Con un lleno absoluto en el Auditorio Nacional de la Música de Madrid se celebró ayer sábado por la noche la XVI Gala Lírica de Año Nuevo, que organiza la Fundación Sinfolírica de la capital de España junto con Radio Sol y el patrocinio de la Universidad Católica de Murcia.  

A la gala, además de una representación de esta universidad, encabezada por su presidente, José Luis Mendoza, asistieron conocidos murcianos afincados en Madrid y destacadas personalidades del país del mundo de la cultura, el deporte, la política, la empresa, la Iglesia o la ciencia.
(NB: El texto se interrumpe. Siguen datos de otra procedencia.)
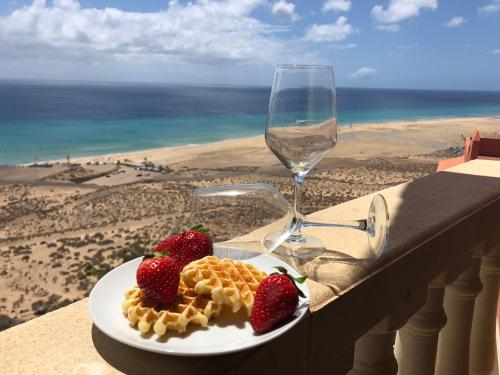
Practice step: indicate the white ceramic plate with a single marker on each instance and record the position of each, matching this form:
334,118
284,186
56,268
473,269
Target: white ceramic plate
225,334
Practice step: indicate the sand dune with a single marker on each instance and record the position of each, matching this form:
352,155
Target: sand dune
57,237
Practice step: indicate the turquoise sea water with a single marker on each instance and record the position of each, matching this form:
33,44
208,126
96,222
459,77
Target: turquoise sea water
52,120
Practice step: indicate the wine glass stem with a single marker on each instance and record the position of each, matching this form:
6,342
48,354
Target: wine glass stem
299,182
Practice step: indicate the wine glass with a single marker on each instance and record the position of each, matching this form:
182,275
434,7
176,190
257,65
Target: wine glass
301,130
249,212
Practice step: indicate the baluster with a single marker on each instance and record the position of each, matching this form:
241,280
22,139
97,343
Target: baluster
483,350
416,344
374,353
454,340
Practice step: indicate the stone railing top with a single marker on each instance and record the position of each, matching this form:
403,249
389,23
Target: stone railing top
435,221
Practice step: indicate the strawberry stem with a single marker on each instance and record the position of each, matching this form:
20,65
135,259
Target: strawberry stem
200,228
299,280
156,254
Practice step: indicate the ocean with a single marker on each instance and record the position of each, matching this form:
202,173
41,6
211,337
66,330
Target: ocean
50,120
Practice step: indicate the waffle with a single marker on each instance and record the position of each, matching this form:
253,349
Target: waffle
186,308
229,283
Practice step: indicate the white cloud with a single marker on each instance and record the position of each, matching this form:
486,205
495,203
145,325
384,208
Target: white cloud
337,5
491,8
333,32
205,31
344,46
408,46
363,72
285,10
399,10
390,28
454,22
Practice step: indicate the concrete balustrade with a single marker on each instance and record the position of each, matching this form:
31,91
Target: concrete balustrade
454,340
483,351
437,284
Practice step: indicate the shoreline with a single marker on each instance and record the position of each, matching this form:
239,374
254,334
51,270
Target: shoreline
178,153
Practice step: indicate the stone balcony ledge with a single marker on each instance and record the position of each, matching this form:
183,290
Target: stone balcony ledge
444,247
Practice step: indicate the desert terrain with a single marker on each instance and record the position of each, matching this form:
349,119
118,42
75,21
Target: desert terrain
63,227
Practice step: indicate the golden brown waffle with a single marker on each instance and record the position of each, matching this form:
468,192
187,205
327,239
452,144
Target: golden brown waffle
188,307
229,283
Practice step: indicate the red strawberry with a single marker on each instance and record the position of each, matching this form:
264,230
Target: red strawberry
158,277
186,247
276,299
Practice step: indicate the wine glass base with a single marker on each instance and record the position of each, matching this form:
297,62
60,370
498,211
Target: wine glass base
297,247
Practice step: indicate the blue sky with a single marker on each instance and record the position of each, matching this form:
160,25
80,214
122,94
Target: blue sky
440,44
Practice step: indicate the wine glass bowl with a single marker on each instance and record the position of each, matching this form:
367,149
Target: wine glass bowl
301,130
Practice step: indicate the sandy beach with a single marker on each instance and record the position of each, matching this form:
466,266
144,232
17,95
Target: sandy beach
63,227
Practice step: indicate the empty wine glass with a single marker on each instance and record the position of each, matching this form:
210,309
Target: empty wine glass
301,130
259,210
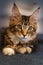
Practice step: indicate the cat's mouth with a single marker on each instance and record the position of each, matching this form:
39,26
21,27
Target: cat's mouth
26,39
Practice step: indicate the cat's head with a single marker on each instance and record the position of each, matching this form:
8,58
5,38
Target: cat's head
23,26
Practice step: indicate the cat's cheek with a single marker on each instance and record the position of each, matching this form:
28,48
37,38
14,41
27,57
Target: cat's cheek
29,50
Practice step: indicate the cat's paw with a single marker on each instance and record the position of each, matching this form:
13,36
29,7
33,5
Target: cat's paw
28,49
8,51
21,50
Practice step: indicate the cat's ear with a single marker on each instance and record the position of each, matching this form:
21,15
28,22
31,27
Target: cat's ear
16,16
35,14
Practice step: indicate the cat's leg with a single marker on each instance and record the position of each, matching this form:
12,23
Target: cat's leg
28,50
21,50
8,50
32,46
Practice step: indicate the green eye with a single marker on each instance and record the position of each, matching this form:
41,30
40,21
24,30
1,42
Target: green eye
30,28
19,26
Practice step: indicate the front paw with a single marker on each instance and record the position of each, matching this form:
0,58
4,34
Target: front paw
21,50
8,51
29,50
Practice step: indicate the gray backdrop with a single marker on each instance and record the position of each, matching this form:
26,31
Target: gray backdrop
6,6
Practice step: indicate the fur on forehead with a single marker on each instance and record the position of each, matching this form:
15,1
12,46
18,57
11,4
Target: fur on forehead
16,17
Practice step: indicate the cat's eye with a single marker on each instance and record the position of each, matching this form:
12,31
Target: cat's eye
30,28
19,26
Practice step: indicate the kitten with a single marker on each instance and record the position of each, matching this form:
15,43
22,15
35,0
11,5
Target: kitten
21,34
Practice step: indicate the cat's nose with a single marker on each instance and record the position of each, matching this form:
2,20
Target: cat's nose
24,35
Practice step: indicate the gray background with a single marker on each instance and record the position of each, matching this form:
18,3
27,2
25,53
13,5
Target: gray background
25,5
El maestro Borja Quintas dirigió con maestría a la Orquesta de la UCAM, sacando lo mejor de sus sesenta y dos músicos, quienes emocionaron al público en varios de los pasajes. Ángel Carrillo y Nuria Fernández dirigieron las 120 voces de las corales Discantus de Murcia y de la Universidad Carlos III de Madrid, que se encontraban por primera vez y fueron fundamentales en un espectáculo maravilloso.

A lo largo de la velada se fueron produciendo las actuaciones de un ramillete de excelentes solistas, entre quienes destacó Lucero Tena, mundialmente conocida por ejecutar con perfección absoluta el toque de castañuelas, y ante quien el auditorio se puso en pié para agradecer sus interpretaciones de Las Bodas y el Baile de Luis Alonso, de Gerónimo Giménez.

El tenor abaranero Antonio Carlos Moreno estuvo espectacular, haciendo gala de su maravillosa voz, que le ha llevado a cosechar éxitos por todo el mundo. Y con él los también tenores Juanma Cifuentes y Antonio Vázquez, los barítonos Andrés del Pino y Quique Bustos, las sopranos Ruth Iniesta y Lola Casariego o la cantaora Joana Jiménez, quienes deleitaron a un público entregado, al interpretar temas de la Dolorosa, Luisa Fernanda, la Tabernera del Puerto, la Rosa del Azafrán o Farruca, del compositor jumillano Julián Santos.